So this guy – who is exactly like me in every way, except he has a job, and his parents don’t ask him if he’s gay every time they call, and people generally like him and consider him fun to be around – he basically does really cool stuff every week, and people will watch and love this show because of all the cool stuff he does every week.

I will think up the “cool stuff” later, after the show gets picked up by a major network and their tremendously generous check clears at the bank. That’s how it works when you’re a TV writer. Every day is like winning the lottery, or like being born with an enormous penis. It’s awesome.

Reviews of Paul Ryan’s lovemaking

“Paul Ryan’s lovemaking is like an old snowblower. It’s very loud, it takes a while to start, and in the end it leaves the user feeling cold and a little angry.”
-Megan Tweeney, Duluth

“If you were to view a trailer for Paul Ryan’s lovemaking, it would probably look like a good time. But the actual act is all elbows.”
-Beth Cooper, Minneapolis

“He careens uneasily between fantasy and idiocy, ruining the joy of both.”
-Trixie Vossublander, Los Angeles

“Dress it up any way you want – in a nice button-down shirt, a smart blazer, or an Armani suit – but it’s still the same lacking components underneath. A pretty girl buying Paul Ryan dinner – and she will be buying; he’s unemployed – is like Rupert Murdoch buying MySpace.”
-Sarah Fankulous, Minneapolis

Everything you love is boring

The Olympics are boring. There, I said it.

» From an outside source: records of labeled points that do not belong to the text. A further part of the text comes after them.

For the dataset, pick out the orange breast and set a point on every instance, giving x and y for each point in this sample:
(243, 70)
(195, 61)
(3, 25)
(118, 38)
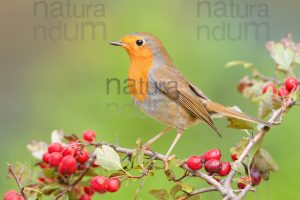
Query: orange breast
(138, 83)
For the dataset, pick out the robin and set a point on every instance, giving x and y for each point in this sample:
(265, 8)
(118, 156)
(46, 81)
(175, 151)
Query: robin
(163, 93)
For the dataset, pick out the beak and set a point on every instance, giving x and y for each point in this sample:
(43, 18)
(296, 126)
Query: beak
(117, 44)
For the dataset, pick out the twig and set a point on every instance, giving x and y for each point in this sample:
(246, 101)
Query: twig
(243, 193)
(202, 190)
(17, 179)
(261, 133)
(72, 185)
(161, 157)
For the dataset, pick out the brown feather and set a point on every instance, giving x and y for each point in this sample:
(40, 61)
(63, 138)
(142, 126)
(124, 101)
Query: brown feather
(220, 109)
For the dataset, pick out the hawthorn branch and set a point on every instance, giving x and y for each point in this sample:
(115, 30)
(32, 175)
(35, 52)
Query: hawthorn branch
(88, 165)
(261, 133)
(17, 179)
(158, 156)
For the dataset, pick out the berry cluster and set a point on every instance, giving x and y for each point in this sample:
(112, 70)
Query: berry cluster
(254, 179)
(290, 85)
(69, 161)
(211, 160)
(102, 184)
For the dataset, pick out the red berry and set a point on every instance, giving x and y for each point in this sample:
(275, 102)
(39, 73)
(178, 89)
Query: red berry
(83, 156)
(194, 162)
(44, 165)
(55, 159)
(291, 84)
(67, 166)
(234, 157)
(255, 176)
(283, 92)
(55, 147)
(70, 150)
(99, 184)
(113, 184)
(271, 86)
(88, 190)
(85, 197)
(89, 135)
(46, 157)
(12, 195)
(212, 154)
(225, 169)
(242, 185)
(68, 162)
(212, 166)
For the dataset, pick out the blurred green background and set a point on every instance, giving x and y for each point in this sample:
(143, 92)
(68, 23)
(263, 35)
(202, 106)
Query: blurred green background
(48, 83)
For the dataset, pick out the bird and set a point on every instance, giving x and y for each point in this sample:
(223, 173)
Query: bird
(163, 93)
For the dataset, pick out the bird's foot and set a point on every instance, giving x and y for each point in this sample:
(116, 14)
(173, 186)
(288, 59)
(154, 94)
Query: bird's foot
(146, 147)
(166, 162)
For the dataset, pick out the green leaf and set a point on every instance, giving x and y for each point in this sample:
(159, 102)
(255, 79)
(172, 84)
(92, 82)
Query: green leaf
(50, 188)
(240, 146)
(267, 103)
(139, 154)
(264, 163)
(284, 57)
(185, 187)
(160, 194)
(245, 64)
(108, 158)
(175, 190)
(237, 123)
(238, 167)
(37, 149)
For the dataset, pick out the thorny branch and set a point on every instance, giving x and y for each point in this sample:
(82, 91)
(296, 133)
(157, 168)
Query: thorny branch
(225, 186)
(17, 179)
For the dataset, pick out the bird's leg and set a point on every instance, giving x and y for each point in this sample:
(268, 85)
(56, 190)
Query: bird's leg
(167, 156)
(151, 141)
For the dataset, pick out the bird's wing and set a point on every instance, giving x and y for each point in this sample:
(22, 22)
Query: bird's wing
(173, 84)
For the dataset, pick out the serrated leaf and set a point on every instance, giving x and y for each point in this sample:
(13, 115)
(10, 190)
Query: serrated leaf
(49, 172)
(238, 167)
(240, 146)
(174, 191)
(37, 149)
(284, 57)
(253, 92)
(239, 63)
(237, 123)
(108, 158)
(160, 194)
(267, 103)
(264, 163)
(50, 188)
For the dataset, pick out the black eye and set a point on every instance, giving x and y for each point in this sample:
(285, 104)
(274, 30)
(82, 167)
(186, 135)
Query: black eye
(139, 42)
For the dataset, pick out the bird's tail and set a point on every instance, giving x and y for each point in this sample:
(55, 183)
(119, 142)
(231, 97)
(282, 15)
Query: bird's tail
(228, 112)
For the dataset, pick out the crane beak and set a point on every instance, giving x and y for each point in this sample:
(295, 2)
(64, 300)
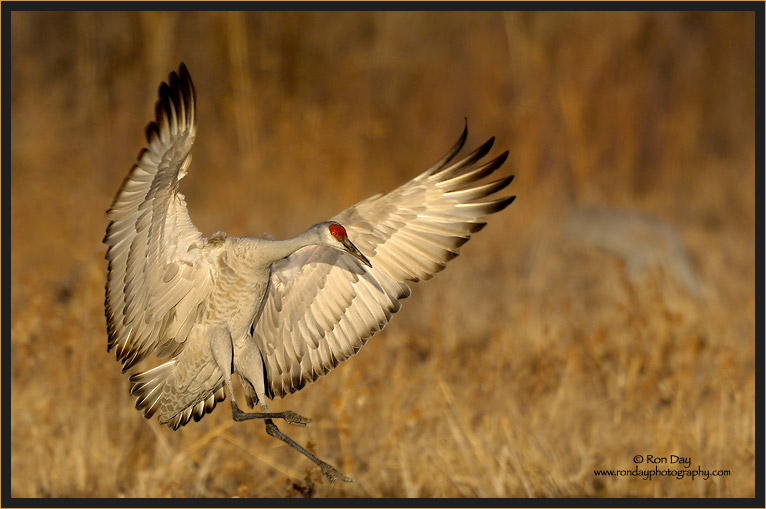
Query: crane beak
(351, 249)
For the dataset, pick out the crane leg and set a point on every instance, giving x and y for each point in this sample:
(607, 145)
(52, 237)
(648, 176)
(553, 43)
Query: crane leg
(222, 348)
(250, 365)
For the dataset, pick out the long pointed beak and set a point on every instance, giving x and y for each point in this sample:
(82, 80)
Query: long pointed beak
(351, 249)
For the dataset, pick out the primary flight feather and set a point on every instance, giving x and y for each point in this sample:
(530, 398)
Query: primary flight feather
(278, 313)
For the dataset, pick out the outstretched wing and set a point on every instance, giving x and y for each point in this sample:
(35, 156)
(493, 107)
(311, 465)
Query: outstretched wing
(157, 274)
(324, 305)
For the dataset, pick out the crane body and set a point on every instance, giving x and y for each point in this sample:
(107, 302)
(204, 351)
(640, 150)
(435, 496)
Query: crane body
(280, 313)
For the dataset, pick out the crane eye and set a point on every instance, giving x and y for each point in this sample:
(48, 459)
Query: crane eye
(337, 231)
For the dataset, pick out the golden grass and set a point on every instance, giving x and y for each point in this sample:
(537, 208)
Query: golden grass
(533, 360)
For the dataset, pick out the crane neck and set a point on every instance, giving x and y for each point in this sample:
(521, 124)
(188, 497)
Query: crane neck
(252, 254)
(278, 249)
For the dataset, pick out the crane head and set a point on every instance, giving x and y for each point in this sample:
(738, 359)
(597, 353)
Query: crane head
(334, 235)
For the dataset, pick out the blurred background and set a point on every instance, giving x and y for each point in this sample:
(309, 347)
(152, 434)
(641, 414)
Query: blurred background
(608, 312)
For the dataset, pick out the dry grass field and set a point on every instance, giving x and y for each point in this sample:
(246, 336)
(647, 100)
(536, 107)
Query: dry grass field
(608, 312)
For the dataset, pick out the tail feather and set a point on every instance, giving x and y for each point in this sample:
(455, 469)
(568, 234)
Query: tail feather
(148, 387)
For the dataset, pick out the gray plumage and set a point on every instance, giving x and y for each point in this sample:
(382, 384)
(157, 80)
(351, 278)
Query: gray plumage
(279, 313)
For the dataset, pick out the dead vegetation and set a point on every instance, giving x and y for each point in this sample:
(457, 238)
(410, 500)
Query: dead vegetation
(534, 359)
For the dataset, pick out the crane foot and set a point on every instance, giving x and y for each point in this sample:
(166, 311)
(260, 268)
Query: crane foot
(293, 418)
(332, 473)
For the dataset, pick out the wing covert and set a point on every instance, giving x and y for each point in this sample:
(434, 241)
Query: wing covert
(158, 276)
(323, 305)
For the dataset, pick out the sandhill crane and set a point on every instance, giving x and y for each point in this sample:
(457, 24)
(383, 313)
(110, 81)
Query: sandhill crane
(278, 313)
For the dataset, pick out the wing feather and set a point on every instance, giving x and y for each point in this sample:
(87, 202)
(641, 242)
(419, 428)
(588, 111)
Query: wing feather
(323, 305)
(157, 276)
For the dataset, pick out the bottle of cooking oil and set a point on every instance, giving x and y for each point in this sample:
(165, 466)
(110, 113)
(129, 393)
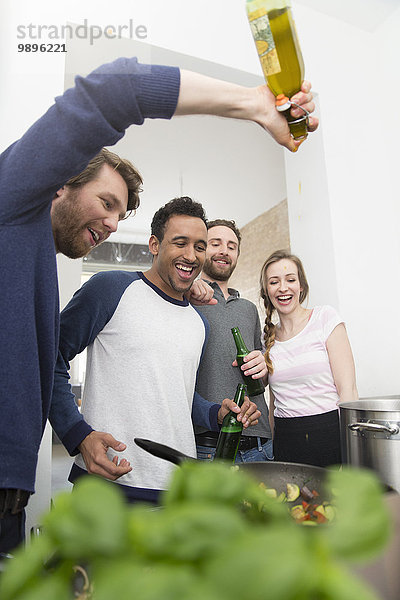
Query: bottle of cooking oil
(278, 48)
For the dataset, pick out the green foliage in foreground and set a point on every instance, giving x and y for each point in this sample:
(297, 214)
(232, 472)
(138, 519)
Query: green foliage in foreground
(204, 543)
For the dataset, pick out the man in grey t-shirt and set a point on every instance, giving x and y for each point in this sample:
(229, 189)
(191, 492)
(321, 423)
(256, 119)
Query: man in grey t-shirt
(217, 376)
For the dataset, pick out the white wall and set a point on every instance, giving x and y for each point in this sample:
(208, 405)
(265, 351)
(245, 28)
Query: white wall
(357, 77)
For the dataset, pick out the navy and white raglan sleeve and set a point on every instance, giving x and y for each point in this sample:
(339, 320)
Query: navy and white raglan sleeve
(204, 412)
(90, 309)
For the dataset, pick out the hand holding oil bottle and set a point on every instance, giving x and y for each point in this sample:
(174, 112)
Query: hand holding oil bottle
(278, 48)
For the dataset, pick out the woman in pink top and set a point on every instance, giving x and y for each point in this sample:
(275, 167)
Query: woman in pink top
(310, 366)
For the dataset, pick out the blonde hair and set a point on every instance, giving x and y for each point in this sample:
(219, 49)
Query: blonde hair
(124, 167)
(269, 327)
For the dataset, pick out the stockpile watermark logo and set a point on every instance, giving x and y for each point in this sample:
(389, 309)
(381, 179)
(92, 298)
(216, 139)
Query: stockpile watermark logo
(86, 31)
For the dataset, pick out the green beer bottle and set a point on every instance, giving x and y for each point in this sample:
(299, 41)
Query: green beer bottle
(275, 36)
(254, 386)
(231, 430)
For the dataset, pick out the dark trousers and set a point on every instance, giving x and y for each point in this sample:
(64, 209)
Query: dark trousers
(12, 531)
(313, 440)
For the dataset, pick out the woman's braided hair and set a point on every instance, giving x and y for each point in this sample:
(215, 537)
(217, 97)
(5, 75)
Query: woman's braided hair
(269, 327)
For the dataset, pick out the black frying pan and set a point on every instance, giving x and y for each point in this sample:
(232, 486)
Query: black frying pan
(272, 474)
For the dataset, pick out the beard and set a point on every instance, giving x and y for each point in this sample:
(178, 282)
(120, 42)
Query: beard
(214, 271)
(68, 234)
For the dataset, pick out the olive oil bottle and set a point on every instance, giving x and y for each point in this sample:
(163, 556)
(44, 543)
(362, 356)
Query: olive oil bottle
(231, 430)
(278, 48)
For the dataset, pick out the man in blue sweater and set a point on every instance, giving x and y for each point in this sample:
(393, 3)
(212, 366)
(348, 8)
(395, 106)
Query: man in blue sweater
(218, 373)
(34, 173)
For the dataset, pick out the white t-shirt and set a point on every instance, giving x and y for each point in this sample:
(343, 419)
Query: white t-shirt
(302, 381)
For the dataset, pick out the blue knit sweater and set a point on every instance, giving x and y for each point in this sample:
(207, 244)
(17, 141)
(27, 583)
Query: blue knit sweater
(93, 114)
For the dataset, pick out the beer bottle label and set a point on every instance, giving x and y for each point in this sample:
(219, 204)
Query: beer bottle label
(265, 43)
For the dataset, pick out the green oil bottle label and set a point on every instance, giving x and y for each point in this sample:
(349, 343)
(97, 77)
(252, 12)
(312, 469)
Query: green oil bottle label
(265, 43)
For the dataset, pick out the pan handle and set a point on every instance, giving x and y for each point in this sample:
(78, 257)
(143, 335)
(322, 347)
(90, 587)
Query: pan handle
(394, 430)
(161, 451)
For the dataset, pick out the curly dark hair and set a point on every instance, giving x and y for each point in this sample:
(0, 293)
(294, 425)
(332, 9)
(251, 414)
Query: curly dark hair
(226, 223)
(178, 206)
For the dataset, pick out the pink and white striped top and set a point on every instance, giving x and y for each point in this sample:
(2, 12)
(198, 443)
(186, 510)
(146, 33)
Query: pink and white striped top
(302, 381)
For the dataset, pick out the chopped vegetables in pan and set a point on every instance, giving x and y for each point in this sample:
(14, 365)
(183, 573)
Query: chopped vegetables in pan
(308, 510)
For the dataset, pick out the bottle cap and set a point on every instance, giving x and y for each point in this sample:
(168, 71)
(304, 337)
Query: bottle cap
(282, 103)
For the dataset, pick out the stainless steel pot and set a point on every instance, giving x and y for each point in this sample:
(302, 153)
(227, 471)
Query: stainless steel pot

Throughout my life, I have found only two things that will put me to sleep within 10 seconds. One is documentaries on Native American culture that I was forced to watch in grade school, and the other is NBC’s coverage of the Olympic games.

Don’t get me wrong. That 40 seconds of Shaun White winning the gold in snowboarding, and the full 104 seconds of Lindsey Vonn winning her gold, were spectacular and exciting. However, the other 120 hours of coverage – 115 hours of which were painfully dull interviews and tearjerker stories stretched to the limit of believability – made my comfy couch feel like a hostage situation.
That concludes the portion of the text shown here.